Trainee teacher blog 3: Reading books on behaviour management
One of the biggest fears for someone just entering the teaching profession is often around behaviour management in the classroom. Some of the thoughts that may enter your mind are ‘Will the students listen to me? ‘How will I deal with bad behaviour?’ and ‘What should I do if I can’t control the class?’. As a trainee, it can be quite overwhelming when you realise that the profession you are about to enter requires you to stand in front of 25 young people for 6 hours a day and help them to learn. There are many horror stories floating around the internet and also through word of mouth which can very easily discourage even the strongest willed people from this career.
I was one of the people who thought I would struggle with behaviour management but by the time I started teaching, I had covered a wide range of topics related to classroom management at university and through independent learning. My first lesson was totally different to how I had envisaged it. Although students were participating in the activities there was a lot of low level disruption throughout the lesson, such as talking amongst friends and tapping the desk continuously. A lot of planning had gone into that lesson, ensuring that the work during the 1 hour period was accessible to all students and low level disruption can be very distracting, especially for a trainee teacher. It can also be very difficult to manage without the right knowledge. It can be frustrating when you have spent 3+ hours to plan a lesson and the students find more amusement in discussing what happened during the lunch break than what you have to teach them. In this instance, reading definitely helped with my classroom management.

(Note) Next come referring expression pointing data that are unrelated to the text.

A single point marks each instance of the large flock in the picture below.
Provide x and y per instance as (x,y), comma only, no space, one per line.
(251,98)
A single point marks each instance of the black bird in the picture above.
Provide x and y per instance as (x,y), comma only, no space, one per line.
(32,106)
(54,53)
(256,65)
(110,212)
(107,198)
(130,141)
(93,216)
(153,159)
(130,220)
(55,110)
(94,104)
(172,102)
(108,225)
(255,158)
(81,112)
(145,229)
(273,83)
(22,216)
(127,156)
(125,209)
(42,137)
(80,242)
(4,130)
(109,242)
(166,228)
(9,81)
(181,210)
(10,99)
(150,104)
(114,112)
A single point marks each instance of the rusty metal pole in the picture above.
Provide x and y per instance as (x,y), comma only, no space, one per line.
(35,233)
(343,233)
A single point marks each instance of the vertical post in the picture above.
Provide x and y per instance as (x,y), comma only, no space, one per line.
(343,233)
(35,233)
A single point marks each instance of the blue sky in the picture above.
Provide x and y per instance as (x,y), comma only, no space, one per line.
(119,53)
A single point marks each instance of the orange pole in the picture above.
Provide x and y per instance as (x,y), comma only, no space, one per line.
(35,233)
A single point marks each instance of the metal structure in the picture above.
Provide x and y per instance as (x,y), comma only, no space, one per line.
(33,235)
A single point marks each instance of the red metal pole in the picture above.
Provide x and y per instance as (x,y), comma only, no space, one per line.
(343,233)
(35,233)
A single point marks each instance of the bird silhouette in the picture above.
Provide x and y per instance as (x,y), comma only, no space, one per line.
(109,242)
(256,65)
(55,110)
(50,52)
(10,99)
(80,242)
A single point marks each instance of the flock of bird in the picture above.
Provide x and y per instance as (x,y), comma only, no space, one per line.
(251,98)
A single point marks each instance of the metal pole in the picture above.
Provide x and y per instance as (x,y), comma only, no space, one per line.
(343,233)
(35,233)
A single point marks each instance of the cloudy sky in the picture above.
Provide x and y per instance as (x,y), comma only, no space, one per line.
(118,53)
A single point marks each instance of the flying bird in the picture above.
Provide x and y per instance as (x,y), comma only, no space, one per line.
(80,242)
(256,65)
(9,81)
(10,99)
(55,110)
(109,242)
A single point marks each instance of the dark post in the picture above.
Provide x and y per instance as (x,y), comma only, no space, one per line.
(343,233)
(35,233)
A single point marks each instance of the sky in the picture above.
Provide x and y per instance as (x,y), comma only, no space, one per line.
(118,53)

One of the first books I read when I entered the profession was ‘Getting the buggers to behave’ by Sue Cowley. This is a simple and easy-to-read book that breaks down some of the most common behavioural issues that a classroom teacher may face. These issues range from students shouting out answers when not being questioned to students getting out of their seats and walking around the classroom. Sue Cowley outlines some effective techniques that can be used to create a positive learning environment within the classroom such as use of body language, tone of voice and language. After reading the book I began putting what I had read into my practice and I saw noticeable differences quite quickly. I started by using assertive body languagewhich involved standing up with my shoulders pulled back and my hands open and visible, as well as utilising the classroom space to exercise my control of the lesson. Simple techniques such as greeting every child at the door upon entering and leaving worked a treat and are now part of my daily routines.
There is a countless amount of literature on behaviour management available to read for new teachers. My advice to new teachers would be to start with simple techniques that you can repeat and embed into a routine. When trying out a new technique it is important that time is allowed for the technique to settle in with the students before trying something else. Adults do not warm to change and students even less so. Be patient with students and get to know your class before trying to fix what may not be broken to begin with.